1.5 million for movement expert Speckmann

TU/e professor of Algorithms and Visualization prof.dr. Bettina Speckmann has been awarded a Vici Grant worth 1.5 million euros. She’s one of 32 leading scientists to receive the Now grant. Speckmann will be using the grant for the development of geometric algorithms that can visualize patterns in complex data, such as the displacement of riverbeds and the evolution of ideas in old books.

With our ever-evolving technologies (GPS, surveillance cameras, RFID tages) it’s becoming easier and easier to track movements of all kinds of objects, ranging from people and animals to riverbeds and coastlines. Unfortunately, all that data is useless if you can’t see the woods for the trees anymore. Using the right algorithms can help create order out of chaos and find relevant patterns. In the past years there have been many research projects studying analysis methods for datasets of moving point sources in order to be able to map the itineraries of migrating birds, for example.

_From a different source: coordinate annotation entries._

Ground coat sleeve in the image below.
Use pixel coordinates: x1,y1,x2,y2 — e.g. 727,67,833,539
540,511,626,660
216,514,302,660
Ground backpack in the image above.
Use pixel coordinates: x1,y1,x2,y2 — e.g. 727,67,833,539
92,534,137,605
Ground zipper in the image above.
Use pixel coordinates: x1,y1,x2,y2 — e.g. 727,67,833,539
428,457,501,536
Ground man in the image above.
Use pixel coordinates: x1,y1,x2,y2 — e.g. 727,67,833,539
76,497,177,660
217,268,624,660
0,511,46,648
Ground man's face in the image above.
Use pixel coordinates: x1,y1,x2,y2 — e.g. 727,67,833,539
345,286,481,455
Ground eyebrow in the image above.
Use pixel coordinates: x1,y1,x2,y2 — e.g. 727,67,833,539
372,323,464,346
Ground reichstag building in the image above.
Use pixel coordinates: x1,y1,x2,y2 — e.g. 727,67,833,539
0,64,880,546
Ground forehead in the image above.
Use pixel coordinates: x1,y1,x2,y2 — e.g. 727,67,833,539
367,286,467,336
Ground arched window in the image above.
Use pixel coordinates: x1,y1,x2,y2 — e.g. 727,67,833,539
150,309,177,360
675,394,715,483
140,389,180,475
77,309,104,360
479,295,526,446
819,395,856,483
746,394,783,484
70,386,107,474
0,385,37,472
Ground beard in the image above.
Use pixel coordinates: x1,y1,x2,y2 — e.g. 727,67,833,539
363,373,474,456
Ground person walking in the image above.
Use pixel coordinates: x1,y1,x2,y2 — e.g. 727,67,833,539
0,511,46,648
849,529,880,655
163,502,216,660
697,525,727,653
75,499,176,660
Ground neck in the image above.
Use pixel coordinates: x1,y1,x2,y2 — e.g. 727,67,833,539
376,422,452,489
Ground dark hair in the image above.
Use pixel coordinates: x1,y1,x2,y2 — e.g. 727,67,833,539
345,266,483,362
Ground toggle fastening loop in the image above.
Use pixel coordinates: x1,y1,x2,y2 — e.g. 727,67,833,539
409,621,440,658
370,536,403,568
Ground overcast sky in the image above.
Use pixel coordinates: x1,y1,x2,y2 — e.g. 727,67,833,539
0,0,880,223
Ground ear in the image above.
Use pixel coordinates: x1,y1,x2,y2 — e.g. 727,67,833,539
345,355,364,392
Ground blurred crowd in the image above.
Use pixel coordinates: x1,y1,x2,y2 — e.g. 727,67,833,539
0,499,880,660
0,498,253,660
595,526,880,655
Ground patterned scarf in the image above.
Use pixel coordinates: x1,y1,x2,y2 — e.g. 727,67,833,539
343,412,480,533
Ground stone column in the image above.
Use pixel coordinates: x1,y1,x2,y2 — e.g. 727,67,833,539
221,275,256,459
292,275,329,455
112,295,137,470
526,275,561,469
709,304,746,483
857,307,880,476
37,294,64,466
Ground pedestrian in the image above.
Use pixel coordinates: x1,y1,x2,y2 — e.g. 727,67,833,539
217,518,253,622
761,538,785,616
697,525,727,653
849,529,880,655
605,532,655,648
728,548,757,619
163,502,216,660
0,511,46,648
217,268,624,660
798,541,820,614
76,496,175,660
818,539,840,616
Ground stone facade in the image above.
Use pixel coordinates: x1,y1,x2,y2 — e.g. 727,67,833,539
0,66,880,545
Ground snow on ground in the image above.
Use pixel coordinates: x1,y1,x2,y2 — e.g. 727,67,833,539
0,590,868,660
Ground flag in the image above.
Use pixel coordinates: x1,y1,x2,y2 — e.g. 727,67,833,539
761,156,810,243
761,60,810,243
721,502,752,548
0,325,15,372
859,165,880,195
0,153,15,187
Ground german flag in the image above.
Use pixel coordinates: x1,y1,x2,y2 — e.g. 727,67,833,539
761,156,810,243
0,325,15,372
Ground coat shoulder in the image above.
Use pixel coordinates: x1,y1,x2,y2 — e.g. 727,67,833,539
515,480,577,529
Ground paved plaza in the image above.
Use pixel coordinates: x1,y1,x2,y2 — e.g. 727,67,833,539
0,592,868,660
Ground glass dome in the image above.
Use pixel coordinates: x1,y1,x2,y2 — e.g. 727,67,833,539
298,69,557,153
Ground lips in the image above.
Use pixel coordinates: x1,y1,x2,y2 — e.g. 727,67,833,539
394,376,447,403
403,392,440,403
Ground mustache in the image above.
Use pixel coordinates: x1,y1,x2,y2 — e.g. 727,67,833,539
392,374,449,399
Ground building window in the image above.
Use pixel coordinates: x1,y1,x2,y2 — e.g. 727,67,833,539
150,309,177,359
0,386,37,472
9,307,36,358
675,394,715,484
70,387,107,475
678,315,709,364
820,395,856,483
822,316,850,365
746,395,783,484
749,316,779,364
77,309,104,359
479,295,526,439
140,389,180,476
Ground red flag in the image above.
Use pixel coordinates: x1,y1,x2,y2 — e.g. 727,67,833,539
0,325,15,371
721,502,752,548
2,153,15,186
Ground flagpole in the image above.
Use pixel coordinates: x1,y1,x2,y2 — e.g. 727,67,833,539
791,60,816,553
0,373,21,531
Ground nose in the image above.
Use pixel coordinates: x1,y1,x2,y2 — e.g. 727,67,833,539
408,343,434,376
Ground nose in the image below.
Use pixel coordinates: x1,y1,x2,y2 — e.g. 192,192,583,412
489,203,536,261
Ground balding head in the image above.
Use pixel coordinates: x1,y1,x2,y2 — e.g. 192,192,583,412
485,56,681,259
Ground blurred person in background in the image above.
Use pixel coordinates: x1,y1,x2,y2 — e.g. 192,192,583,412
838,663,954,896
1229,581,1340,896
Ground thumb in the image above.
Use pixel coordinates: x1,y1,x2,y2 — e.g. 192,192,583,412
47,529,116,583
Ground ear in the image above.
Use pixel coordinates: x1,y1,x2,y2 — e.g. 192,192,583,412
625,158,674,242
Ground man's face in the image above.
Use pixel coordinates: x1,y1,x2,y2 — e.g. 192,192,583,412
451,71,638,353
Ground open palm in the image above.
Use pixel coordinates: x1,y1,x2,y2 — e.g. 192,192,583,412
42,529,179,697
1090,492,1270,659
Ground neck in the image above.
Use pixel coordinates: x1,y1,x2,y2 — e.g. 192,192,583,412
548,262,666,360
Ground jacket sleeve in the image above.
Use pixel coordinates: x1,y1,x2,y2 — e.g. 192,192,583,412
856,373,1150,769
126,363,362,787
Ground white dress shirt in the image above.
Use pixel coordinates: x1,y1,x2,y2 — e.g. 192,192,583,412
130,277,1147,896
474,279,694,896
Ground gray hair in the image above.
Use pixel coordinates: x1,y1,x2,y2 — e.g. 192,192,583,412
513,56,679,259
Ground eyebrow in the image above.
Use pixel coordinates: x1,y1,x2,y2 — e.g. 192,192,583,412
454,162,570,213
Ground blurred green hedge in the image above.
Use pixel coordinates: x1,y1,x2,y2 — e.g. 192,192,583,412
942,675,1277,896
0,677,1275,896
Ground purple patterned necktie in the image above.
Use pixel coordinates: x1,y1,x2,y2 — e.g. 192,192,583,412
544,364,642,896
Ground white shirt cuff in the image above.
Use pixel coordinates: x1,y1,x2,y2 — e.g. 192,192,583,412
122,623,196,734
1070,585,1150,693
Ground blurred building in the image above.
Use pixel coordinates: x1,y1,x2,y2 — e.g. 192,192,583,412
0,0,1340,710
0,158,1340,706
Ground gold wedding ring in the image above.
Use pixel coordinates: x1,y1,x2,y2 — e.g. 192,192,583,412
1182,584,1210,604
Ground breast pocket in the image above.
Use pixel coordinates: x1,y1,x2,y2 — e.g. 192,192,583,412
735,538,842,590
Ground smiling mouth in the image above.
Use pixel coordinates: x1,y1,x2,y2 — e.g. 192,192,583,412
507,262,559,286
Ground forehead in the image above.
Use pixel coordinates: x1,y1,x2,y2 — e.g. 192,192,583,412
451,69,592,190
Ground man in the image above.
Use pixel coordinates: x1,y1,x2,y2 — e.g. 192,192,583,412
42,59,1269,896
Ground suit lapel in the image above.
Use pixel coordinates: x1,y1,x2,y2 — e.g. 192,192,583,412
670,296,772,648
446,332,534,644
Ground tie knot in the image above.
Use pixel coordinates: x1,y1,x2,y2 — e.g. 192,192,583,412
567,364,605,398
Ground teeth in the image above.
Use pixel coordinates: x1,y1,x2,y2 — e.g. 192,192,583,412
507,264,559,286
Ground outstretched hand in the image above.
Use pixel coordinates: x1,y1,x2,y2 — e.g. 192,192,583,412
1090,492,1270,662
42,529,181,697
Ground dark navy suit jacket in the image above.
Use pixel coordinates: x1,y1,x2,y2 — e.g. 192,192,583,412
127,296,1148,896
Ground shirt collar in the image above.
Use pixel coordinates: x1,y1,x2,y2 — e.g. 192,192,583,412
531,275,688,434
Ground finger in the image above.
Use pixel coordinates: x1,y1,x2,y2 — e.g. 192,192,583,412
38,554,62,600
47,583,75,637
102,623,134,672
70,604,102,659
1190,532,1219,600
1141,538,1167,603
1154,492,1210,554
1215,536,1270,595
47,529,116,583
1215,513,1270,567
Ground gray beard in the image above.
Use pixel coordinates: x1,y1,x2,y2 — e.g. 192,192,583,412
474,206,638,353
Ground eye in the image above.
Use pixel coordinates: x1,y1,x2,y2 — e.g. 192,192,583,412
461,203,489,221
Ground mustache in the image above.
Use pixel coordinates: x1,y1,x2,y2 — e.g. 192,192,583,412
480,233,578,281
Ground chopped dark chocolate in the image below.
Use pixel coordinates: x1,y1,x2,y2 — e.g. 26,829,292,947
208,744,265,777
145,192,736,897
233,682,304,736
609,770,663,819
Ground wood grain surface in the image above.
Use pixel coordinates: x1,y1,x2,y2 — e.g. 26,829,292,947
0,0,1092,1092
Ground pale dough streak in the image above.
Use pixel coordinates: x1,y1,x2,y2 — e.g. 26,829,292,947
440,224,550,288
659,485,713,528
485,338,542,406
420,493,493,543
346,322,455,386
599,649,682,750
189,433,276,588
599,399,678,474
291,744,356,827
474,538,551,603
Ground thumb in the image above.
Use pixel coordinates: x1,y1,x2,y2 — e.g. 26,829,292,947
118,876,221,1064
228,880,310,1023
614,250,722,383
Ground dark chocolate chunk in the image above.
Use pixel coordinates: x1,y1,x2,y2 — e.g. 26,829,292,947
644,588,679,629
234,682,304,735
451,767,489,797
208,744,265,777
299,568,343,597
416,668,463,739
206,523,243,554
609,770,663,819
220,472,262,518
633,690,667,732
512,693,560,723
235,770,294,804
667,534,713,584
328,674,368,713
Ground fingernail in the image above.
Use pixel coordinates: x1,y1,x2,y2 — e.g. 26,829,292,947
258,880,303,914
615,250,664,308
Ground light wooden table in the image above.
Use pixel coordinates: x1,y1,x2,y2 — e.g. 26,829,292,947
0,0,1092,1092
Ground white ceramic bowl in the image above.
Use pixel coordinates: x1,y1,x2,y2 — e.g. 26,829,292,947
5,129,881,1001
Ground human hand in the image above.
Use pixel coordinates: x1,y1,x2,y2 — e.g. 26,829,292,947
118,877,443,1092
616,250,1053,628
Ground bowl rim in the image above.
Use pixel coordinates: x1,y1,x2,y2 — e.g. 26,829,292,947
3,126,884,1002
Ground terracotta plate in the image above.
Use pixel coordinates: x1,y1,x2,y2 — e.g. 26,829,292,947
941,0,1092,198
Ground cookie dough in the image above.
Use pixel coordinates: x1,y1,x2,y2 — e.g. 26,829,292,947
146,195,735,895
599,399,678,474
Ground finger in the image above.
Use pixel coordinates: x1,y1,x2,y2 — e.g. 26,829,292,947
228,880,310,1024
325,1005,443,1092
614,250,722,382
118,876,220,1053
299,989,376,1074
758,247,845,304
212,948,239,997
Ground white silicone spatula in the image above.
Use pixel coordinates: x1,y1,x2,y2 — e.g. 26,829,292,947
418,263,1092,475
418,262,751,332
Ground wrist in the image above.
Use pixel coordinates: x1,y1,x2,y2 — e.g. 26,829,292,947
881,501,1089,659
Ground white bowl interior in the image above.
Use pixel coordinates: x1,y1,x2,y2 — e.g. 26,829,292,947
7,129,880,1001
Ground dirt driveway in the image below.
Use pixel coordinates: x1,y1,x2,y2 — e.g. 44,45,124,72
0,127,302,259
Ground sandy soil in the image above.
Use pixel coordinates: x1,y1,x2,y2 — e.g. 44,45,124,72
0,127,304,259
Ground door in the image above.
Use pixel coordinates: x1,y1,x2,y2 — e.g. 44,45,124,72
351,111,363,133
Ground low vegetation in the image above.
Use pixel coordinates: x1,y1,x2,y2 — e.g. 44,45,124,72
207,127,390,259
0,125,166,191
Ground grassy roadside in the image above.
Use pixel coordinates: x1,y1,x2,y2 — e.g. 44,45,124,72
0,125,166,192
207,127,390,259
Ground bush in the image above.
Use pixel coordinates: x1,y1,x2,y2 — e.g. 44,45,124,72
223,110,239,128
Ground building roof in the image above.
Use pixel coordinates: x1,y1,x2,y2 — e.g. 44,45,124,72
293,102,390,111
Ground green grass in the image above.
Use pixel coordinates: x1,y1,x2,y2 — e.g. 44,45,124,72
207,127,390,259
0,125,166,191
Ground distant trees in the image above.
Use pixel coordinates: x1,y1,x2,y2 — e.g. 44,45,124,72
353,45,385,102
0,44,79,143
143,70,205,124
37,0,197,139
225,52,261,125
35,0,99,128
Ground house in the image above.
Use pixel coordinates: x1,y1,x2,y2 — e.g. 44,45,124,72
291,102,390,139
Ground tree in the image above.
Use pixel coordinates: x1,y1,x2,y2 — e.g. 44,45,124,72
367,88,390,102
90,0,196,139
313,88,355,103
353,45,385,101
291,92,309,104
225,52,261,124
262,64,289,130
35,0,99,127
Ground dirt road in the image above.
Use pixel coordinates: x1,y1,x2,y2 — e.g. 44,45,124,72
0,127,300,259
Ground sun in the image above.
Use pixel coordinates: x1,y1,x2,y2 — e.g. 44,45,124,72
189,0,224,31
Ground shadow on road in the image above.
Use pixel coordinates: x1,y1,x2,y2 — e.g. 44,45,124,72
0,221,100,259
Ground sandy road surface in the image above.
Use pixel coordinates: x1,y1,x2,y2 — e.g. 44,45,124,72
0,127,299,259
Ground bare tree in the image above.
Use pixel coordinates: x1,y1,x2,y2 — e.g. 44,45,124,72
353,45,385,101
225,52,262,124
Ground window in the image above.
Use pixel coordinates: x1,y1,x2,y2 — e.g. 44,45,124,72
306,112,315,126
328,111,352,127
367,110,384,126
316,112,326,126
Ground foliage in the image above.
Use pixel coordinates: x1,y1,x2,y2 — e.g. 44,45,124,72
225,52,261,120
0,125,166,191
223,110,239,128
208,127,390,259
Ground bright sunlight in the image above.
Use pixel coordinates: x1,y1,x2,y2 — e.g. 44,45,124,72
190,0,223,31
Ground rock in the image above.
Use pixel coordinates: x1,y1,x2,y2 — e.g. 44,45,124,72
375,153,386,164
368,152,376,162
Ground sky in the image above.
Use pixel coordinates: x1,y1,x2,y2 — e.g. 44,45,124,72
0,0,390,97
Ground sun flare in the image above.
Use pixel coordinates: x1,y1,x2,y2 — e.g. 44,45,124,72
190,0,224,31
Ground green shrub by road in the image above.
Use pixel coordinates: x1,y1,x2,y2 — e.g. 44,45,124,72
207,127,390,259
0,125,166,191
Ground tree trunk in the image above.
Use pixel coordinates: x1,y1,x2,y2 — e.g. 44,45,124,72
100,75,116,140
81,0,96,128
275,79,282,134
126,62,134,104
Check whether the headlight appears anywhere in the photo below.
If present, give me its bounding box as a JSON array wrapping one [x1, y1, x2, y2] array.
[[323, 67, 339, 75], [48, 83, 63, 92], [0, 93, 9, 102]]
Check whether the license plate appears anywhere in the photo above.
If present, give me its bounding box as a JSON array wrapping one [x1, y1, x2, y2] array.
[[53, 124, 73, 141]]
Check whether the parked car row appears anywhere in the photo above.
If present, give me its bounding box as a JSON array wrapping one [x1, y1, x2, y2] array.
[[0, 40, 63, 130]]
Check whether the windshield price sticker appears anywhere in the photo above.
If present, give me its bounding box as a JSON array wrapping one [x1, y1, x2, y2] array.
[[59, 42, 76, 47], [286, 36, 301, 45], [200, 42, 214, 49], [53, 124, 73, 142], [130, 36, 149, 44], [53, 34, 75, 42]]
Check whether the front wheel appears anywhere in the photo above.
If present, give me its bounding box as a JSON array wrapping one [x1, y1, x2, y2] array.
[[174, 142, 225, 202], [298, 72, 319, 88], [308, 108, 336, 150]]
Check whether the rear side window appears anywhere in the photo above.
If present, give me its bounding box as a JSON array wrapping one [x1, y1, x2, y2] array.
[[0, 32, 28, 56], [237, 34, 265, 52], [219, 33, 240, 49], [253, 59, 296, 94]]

Speckmann wants to use her Vici Grant to takes things a step further, she says. “many moving objects can’t be visualized as one point. Take a riverbed, for example. For towns and villages close to a river, it’s important to know how the course of that river has changed and will change over time in light of possible floods. Comparing the course of a river to that of other rivers is very informative and may help making better predictions.” With rivers, however, it’s not about the movement of a point, but about a polyline – and for that, there are hardly any algorithms yet. With the help of three doctorate candidates and a postdoc, Speckmann wants to change that.

There’s a second line of research that also originated because of a contact within this elite group: Speckmann wants to help philosopher Arianna Betti analyze the development of ideas on logic in old books. “More and more old philosophical works are being made digitally available. Before telephones or the Internet, philosophical concepts had a regional meaning. Over time, as internationalism developed, these concepts spread.

“This ‘concept drift’ can be analyzed by measuring the ‘distance’ between certain definitions and tracking that over time. In a pilot study, we’ve grouped seven thousand works on logic according to time and location. That alone already led to new insights with the philosophers.”